I ran a subset of tests in C, Object C, C++, Java, C# (mono), Awk, Perl, PHP, Python, and Common Lisp (sbcl). I ran the tests on four of my computers for comparison: Inferno, a 1.5GHz Athlon-XP; Kvasir, a 2.8GHz Pentium 4; Nika, a 1.5GHz Pentium M, and of course Bast, my new 350MHz PPC G3. The results are below:

	Inferno	Nika	Kvasir	Bast
C	1.19	0.79	0.45	2.83
ObjC	1.19	0.8		2.83
C++	1.93	1.06	1.1	4.76
Java	3.59	1.63	2.14	40.3
C#	3.69	1.87		10.5
Awk	32.1	27.1	30	199
Perl	38.2	21	23.3	145
PHP	15.1	8.89	13.4	64.9
Python	54	38	43.8	211
Lisp	10.4	5.19		36.3
Primes Test Results

There were some surprising results in there, but let's start with Bast, the G3. C, Object C, and C++ were about par for the course, but then look at the spike in time for Java. For the record, Nika and Inferno are both using Sun's JDK 1.5, and Bast is using IBM's JDK 1.5. There really shouldn't be that difference. Clearly Java is a lot less optimized for the PPC. (Hopefully now that it's GPLed that can get some attention?). Next up was C# care of Mono, which looks good comparatively. Then a huge spike with Awk, which looks like it could be missing some PPC love. It's a bit hard to tell with perl, but it looks reasonable when compared with the PHP and Python results. Comparatively speaking PHP is looking pretty good on the PPC. Python is slowest, but it's slowest on x86 too so no surprise. And Finally Common Lisp care of SBCL, looking good, and beating Java on the PPC. Impressive. So what have we learned? Java and Awk need some PPC love. (I didn't bother to include Ruby results, because until 1.9 becomes the stable 2.0, Ruby doesn't officially have a VM implementation and is incomparably slow. Ruby 1.9/2.0 with YARV is competitive, but we'll leave that for another day).
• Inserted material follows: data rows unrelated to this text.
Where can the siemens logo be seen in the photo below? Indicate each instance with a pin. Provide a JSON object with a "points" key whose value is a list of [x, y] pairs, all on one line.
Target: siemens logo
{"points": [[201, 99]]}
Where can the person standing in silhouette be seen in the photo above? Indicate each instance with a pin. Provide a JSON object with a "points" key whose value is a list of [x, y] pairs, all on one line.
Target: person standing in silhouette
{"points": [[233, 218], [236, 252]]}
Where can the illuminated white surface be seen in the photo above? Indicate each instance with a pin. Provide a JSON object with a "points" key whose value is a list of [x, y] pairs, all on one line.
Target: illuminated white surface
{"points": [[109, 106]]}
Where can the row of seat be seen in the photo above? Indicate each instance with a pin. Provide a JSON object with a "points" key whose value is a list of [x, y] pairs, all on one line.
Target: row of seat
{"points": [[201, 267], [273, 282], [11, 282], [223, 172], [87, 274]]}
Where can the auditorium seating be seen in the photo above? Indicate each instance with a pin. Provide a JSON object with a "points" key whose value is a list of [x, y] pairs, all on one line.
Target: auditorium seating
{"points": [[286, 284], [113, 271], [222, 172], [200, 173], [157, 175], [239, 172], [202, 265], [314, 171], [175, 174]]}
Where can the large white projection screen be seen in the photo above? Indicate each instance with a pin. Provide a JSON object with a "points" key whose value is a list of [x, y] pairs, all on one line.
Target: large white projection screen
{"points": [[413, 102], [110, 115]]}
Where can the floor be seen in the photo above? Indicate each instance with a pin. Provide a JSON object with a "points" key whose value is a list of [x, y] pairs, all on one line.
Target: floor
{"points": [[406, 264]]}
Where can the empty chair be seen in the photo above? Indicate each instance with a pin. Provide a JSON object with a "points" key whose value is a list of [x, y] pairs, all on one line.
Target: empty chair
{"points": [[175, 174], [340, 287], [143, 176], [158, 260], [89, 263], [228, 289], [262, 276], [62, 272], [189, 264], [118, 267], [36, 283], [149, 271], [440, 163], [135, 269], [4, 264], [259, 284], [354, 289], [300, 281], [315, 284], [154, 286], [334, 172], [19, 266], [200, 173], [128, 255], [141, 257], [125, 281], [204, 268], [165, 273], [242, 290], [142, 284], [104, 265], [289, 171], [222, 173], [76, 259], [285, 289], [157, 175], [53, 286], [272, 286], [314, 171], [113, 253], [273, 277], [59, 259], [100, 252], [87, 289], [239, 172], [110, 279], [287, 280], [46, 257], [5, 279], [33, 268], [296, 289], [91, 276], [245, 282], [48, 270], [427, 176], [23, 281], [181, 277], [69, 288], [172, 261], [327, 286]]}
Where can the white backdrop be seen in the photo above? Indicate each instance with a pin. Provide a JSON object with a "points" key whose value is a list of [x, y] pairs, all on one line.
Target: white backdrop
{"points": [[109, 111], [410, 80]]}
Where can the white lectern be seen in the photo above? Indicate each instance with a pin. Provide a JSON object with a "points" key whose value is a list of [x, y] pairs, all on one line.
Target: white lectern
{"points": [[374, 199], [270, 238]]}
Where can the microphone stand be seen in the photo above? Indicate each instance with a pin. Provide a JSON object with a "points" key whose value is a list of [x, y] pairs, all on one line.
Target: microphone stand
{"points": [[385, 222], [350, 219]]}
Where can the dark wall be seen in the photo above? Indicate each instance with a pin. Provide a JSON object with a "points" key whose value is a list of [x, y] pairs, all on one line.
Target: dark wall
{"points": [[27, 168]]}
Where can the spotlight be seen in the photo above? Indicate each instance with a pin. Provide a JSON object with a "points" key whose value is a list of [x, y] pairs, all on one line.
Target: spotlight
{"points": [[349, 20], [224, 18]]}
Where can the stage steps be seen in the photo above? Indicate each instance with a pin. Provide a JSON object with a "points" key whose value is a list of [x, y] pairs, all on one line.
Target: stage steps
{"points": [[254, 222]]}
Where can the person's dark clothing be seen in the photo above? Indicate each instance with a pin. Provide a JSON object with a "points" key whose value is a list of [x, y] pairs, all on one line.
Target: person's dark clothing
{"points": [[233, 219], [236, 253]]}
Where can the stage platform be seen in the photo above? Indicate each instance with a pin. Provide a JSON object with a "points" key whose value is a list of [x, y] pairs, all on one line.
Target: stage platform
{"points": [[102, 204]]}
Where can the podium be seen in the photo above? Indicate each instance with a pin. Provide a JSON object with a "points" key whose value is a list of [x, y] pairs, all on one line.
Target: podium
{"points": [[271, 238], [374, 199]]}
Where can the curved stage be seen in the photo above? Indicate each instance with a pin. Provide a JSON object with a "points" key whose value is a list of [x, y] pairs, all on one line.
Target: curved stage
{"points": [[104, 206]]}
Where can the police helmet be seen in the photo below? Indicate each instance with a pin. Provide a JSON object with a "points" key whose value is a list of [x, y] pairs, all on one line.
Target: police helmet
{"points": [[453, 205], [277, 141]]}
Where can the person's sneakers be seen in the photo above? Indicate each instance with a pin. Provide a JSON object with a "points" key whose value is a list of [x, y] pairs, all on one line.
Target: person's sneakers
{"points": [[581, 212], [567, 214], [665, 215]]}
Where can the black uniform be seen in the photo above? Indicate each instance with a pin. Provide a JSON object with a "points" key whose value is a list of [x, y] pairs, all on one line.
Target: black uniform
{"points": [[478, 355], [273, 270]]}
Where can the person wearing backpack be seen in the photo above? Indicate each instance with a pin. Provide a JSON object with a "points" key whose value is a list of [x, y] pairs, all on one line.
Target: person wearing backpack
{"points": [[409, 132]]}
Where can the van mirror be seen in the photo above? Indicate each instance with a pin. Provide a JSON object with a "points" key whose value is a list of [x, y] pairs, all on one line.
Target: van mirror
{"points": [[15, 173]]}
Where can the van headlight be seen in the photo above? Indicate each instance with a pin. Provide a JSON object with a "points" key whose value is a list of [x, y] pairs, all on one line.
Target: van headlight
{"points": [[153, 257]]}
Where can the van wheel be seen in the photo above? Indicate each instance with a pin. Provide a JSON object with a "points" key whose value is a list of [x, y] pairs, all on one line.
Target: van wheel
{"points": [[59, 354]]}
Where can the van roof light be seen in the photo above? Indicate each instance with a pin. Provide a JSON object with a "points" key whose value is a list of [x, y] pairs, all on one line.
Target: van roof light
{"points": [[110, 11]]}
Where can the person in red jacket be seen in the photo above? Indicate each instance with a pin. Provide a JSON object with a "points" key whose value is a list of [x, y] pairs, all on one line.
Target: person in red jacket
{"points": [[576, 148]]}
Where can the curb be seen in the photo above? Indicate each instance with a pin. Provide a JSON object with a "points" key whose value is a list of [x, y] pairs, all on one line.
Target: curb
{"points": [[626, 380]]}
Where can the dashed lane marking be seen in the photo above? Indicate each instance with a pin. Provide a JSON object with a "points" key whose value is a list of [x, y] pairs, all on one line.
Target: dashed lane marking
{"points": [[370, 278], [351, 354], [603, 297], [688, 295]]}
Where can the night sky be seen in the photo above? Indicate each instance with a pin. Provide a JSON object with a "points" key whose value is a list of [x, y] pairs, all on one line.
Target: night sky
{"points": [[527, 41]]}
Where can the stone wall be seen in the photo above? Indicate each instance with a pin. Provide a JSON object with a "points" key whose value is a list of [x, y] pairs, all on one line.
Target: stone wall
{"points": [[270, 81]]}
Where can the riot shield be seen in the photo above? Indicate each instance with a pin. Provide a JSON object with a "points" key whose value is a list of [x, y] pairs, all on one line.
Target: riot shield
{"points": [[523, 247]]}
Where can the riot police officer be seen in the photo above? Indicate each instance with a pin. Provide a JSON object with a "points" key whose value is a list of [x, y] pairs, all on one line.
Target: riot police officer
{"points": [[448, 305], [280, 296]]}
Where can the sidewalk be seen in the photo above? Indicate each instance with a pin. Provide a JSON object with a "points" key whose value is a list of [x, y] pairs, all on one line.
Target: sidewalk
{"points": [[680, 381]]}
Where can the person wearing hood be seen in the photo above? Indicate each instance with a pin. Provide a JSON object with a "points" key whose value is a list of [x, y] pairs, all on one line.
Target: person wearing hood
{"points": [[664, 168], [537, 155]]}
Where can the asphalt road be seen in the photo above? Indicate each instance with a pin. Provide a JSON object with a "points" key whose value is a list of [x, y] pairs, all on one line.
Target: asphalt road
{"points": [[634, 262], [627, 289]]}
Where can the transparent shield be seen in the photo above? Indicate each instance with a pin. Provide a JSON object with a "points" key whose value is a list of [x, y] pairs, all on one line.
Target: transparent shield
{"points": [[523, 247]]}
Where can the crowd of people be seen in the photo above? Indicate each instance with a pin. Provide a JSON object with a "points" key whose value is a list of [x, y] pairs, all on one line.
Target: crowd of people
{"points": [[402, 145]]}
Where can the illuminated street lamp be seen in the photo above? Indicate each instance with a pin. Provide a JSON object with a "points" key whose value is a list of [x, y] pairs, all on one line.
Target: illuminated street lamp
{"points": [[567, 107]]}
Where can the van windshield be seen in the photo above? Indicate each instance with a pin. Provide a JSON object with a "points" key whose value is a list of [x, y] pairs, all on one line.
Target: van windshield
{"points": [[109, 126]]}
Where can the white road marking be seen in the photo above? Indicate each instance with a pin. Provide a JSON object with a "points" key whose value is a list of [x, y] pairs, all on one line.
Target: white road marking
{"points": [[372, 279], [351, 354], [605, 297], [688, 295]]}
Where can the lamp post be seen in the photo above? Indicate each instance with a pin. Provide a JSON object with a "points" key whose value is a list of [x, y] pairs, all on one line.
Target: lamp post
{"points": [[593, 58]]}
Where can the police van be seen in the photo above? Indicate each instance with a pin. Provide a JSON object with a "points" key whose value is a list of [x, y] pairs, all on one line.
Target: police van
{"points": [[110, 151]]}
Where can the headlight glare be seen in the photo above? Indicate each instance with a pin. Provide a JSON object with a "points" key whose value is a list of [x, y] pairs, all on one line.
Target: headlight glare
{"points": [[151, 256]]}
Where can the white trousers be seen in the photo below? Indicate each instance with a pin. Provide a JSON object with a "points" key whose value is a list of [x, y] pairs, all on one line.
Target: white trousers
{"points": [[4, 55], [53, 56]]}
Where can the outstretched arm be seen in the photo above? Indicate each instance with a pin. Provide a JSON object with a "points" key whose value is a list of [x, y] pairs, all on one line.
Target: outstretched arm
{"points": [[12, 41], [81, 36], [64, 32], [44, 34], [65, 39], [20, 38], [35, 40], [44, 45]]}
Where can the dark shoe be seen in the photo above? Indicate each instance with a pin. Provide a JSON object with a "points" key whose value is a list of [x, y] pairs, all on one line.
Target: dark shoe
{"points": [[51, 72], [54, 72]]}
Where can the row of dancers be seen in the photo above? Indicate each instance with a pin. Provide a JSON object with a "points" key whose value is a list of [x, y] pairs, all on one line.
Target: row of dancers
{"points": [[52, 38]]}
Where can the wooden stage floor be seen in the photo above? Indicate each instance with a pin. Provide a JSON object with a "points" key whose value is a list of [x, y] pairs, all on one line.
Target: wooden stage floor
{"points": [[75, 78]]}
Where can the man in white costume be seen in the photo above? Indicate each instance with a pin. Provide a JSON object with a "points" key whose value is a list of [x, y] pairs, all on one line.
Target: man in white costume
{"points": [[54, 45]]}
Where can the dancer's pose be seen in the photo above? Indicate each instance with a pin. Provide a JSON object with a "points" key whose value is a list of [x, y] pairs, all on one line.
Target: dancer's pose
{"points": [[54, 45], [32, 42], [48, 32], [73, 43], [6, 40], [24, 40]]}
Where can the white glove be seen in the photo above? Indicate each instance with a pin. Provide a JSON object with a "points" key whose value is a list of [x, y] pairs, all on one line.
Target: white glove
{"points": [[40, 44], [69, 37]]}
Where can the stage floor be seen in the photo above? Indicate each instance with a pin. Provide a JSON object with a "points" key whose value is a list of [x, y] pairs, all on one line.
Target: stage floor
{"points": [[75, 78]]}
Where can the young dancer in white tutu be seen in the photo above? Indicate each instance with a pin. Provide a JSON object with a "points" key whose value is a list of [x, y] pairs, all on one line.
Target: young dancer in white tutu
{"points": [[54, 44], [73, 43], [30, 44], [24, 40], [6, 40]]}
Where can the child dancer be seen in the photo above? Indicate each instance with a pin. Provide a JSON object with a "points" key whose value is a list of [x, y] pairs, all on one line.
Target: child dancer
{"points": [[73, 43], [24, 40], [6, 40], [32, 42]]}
Now to my surprise, aside from C, Kvasir lost to Nika on all tests, even though Nika is half the speed. Nika also beat out Inferno and they should be much more comparable. Also, on Inferno you can see that Perl actually performs worse than awk. So I'll try to guess and explain that. Inferno and Kvasir both use GCC 3.4. and compiled all the languages with GCC 3.4, while Nika uses GCC 4.1. Inferno and Nika both use -O3 optimization while Kvasir uses -O2 optimization, and Kvasir is using the hardened tool chain with a hardened kernel. So we can see that GCC 4.1 seems to provide a solid edge over 3.4 (as seen from Nika beating Inferno), and GCC 3.4 + the hardened tool chain + a hardened kernel gives a massive performance hit compared to vanilla gcc 4.1 as seen from Nika beating all languages but C on the nearly twice as powerful Kvasir. I'm a bit shocked to find that my laptop which I would have guessed would be the clear looser with respect to interpreted languages number crunching won out. Neat to know.

So now I've learned a few things.

You can grab Primes from my git server

git clone git://git.mindstab.net/git/primes

But be warned, the autoTest.pl code is old and beyond hideous. But it kind of gets the job done.

(And please no complaints that these tests aren't fair. I'm not claiming they are anything remotely definitive. They are what they are: prime number finders in a bunch of languages)

Edit: I forgot to mention two things:

1. Getting Java for PPC is still a pain. Sun-SDK in portage isn't available for PPC. All that is is the IBM version, which is still fetch restricted. You have to sign up with IBM to get it which involved you telling them all about your business, weather you have one or not, and all about yourself, and full addresses for both, plus a phone number and email address. Extremely lame and I hope the new GPL Java fixes this stat.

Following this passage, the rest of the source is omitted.